Assessing thermal interactions during laser cleaning by means of infrared thermal imaging

2011 
Laser ablation is not only a well established technique for cleaning inorganic black crusts on historic building limestone but also a potentially effective method to remove lichens and other organic encrustations from building materials, although this application has not been deeply assessed up to now. In both cases, effective cleaning is ultimately dependent on thermal processes generated by laser pulses. Infrared thermography allows the acquisition of the thermal response of the cleaned area during the laser irradiation process and therefore it is a useful tool to assess the relations between thermal interactions and effective cleaning. This communication presents some preliminary results on thermal imaging analyses of laser cleaned encrusted carbonatic rocks.
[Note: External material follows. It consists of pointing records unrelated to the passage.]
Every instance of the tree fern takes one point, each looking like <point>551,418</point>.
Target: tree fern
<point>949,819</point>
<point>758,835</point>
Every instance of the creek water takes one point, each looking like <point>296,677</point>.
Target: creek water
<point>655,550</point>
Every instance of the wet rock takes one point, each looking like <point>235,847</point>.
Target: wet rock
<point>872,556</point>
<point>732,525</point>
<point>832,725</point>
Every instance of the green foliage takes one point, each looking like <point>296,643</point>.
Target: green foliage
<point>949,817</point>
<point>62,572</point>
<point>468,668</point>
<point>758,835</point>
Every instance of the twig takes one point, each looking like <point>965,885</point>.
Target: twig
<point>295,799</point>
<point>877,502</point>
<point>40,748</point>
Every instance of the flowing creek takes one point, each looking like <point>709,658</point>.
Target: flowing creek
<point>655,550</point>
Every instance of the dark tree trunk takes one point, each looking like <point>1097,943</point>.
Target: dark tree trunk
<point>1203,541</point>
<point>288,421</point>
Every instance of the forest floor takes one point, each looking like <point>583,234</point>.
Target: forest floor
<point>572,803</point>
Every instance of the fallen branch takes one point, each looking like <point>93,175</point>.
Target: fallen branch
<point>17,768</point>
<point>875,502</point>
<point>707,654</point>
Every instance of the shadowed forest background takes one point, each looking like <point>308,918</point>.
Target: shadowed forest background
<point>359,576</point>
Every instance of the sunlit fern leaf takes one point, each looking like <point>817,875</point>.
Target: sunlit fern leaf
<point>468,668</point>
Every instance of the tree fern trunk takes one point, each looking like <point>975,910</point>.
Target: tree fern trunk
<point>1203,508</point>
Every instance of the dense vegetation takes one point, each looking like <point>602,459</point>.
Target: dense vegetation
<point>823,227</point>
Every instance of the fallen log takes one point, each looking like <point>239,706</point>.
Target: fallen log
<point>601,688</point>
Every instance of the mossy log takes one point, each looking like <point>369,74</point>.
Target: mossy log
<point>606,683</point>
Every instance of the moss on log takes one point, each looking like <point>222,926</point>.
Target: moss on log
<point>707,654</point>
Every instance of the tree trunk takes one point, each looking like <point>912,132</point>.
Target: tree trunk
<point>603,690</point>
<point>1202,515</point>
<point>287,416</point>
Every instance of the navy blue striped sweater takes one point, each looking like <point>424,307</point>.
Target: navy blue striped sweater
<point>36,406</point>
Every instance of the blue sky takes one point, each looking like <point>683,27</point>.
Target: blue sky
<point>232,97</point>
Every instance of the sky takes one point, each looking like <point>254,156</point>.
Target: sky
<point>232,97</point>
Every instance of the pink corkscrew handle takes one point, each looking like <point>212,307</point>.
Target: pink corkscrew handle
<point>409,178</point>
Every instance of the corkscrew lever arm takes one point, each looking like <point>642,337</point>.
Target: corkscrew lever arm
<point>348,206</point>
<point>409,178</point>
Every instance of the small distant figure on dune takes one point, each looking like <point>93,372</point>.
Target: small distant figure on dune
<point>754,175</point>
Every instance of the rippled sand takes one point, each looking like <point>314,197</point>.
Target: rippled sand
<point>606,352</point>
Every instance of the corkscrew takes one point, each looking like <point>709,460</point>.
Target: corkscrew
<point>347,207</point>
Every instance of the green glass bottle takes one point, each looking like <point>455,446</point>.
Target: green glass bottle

Samples of limestone and dolostone with either a several millimetre gypsum black crust or a thin biological crust (crustose lichens, such as Verrucaria nigrescens and different lithobionthic microorganisms ) were cleaned with infrared nanosecond laser pulses using the fundamental (1064 nm) output of a Q-switched Nd:YAG laser system (pulse duration 5 ns, repetition rate 1-10 Hz). Two types of microbolometer-based cameras, working within the 7.5 to 13 μm spectral range, were used to acquire IR images at several frequencies to observe the temperature evolution during laser cleaning of both black and biogenic crusts, and compare it with calculated temperature distributions. Different image resolutions and frequencies were used to explore the limitations of this technique both in temporal and spatial scales. Images were analysed with different methods: absolute values of thermal increment were mapped and phase and amplitude maps were extracted. Results allow characterizing the different heat transfer patterns through both crusts and substrate and the rock heating gradients (and therefore possible thermal shock effects) as well as monitoring relevant temperature thresholds, such as the temperature of thermal oxidation of iron (ca. 300 oC) that leads to rock discolouration and denaturing temperature for lichenic proteins (ca. 40 oC).